The all-star cast each give great performances, particularly Nathan Lane who was just born to play the role of Hamegg, a robot repairman who at first serves as a father figure to Astro, but then reveals himself to be the opportunistic showman of the gladiator ring. Bill Nighy plays two characters, the wise Dr. Elefun, and a talking postbox robot named Robotsky, a member of the comic relief trio of the incompetent Robot Revolutionary Front. On the downside, at least character-wise, President Stone is a dull, stereotypical villain. Sutherland is clearly having fun in the role, but Stone’s obstructive warmongering seems to be a rather cheap take that at George W. Bush. He does provide some small laughs and I like it when he is absorbed by the Peacekeeper to serve as the final boss of the movie. Cora also doesn’t really get to do much, and her sad backstory gets resolved in the closing minutes like someone realised it had been set up and needed closure.

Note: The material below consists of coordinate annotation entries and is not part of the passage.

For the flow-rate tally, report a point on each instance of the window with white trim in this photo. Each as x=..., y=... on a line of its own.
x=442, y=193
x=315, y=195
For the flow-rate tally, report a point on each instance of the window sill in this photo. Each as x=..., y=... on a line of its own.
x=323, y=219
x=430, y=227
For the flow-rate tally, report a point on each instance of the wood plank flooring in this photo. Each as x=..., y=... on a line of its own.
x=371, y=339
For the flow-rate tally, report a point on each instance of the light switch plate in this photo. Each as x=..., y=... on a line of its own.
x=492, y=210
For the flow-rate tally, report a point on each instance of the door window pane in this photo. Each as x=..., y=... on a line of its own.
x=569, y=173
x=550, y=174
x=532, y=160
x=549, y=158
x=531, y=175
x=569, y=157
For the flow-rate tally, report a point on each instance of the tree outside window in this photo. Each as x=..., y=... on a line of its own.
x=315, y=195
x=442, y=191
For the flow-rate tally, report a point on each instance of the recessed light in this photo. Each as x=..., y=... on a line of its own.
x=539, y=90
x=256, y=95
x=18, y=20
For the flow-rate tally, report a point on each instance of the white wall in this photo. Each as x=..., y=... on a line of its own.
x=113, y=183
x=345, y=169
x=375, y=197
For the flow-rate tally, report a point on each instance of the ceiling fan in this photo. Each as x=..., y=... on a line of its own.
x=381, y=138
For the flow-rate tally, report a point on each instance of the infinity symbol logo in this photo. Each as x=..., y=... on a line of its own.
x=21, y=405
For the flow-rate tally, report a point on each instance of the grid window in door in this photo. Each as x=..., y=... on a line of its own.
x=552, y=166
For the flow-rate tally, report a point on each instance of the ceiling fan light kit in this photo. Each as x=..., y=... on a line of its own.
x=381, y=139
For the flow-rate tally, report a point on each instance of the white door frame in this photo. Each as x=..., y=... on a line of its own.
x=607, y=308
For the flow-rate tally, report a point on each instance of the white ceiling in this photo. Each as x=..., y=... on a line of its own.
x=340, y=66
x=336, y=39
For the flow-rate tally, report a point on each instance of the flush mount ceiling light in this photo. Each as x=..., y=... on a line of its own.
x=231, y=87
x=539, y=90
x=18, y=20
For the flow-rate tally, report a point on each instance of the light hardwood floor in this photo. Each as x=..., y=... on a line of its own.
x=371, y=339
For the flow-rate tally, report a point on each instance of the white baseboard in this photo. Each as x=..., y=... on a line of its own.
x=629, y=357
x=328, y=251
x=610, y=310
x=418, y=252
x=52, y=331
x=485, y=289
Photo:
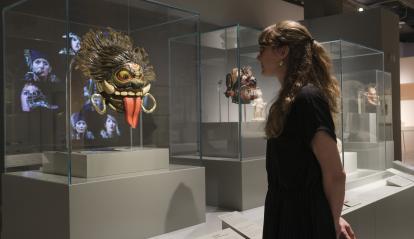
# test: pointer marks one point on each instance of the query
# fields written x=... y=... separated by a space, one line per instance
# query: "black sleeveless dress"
x=296 y=206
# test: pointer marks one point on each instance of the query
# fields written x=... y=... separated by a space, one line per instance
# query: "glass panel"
x=360 y=72
x=256 y=95
x=235 y=95
x=35 y=83
x=184 y=97
x=220 y=112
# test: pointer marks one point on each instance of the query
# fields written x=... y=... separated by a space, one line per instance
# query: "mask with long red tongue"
x=132 y=106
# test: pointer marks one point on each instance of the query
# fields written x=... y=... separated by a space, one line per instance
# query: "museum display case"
x=93 y=93
x=364 y=126
x=234 y=94
x=59 y=109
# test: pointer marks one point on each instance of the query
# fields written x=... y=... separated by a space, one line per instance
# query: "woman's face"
x=110 y=125
x=80 y=126
x=41 y=67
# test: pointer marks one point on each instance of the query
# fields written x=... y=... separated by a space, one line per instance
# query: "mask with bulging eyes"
x=32 y=97
x=122 y=73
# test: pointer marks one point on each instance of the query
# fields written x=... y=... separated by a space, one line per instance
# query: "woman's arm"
x=333 y=176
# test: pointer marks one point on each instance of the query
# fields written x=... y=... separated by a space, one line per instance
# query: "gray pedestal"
x=129 y=206
x=222 y=139
x=236 y=185
x=89 y=164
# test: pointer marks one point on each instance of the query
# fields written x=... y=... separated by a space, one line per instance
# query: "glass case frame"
x=30 y=29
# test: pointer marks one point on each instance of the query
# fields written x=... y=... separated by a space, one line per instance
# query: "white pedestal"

I think there is a little too much comic relief going on in the film. Not as much as say in Brave, as every character offers something to the plot and even have their own mini arcs, apart from the revolutionary robots. Voiced by Nighy, Matt Lucas, and the film’s director David Bowers, the trio seeks to liberate robots from human servitude, but because they are both stupid and programmed to obey the three laws of robots, they cannot be taken seriously and it takes them far too long to try and recruit Zog, who is immune to the three laws. If say the film had included the Blue Knight, an anti-hero who wants robot independence through violence, maybe it would’ve made the RRF more interesting as characters and given Astro more depth.
Speaking of which, the film does have a downplayed sense that the perfect relationship between man and machine is not as squeaky clean as it appears. The film opens with a prologue narrated by Charlize Theron (who got top billing despite having only a cameo), sugar-coating Metro City’s “out with the old” routine and mistreatment of robots, while the Surface’s is much more honest and open. Unfortunately, any civil/political subplots between mankind and robots is left out in favour of sticking to Astro’s own arc and President Stone’s boring tirades.
Comparing the film to its source material, it comes out okay. Astro’s design is westernised, making him Caucasian, and removing his more cuter aspects, though his core personality traits remain. Also, he wears a shirt and jacket throughout the film, and only appears in his signature shirtless appearance once or twice. The cast of original characters from the manga is small with only Astro, Dr. Tenma, Dr. Elefun, Hamegg, and Mr. Mustachio appearing in a cameo, while the rest are new characters made for the film. A better villain wouldn’t have hurt like say Atlas (Astro’s anti-hero counterpart) or Pluto (a robot seeking to be the strongest ever). However, I’d say the film honours Osamu Tezuka’s original work, and even slips in a caricature of the famed author through his trademark beret and glasses.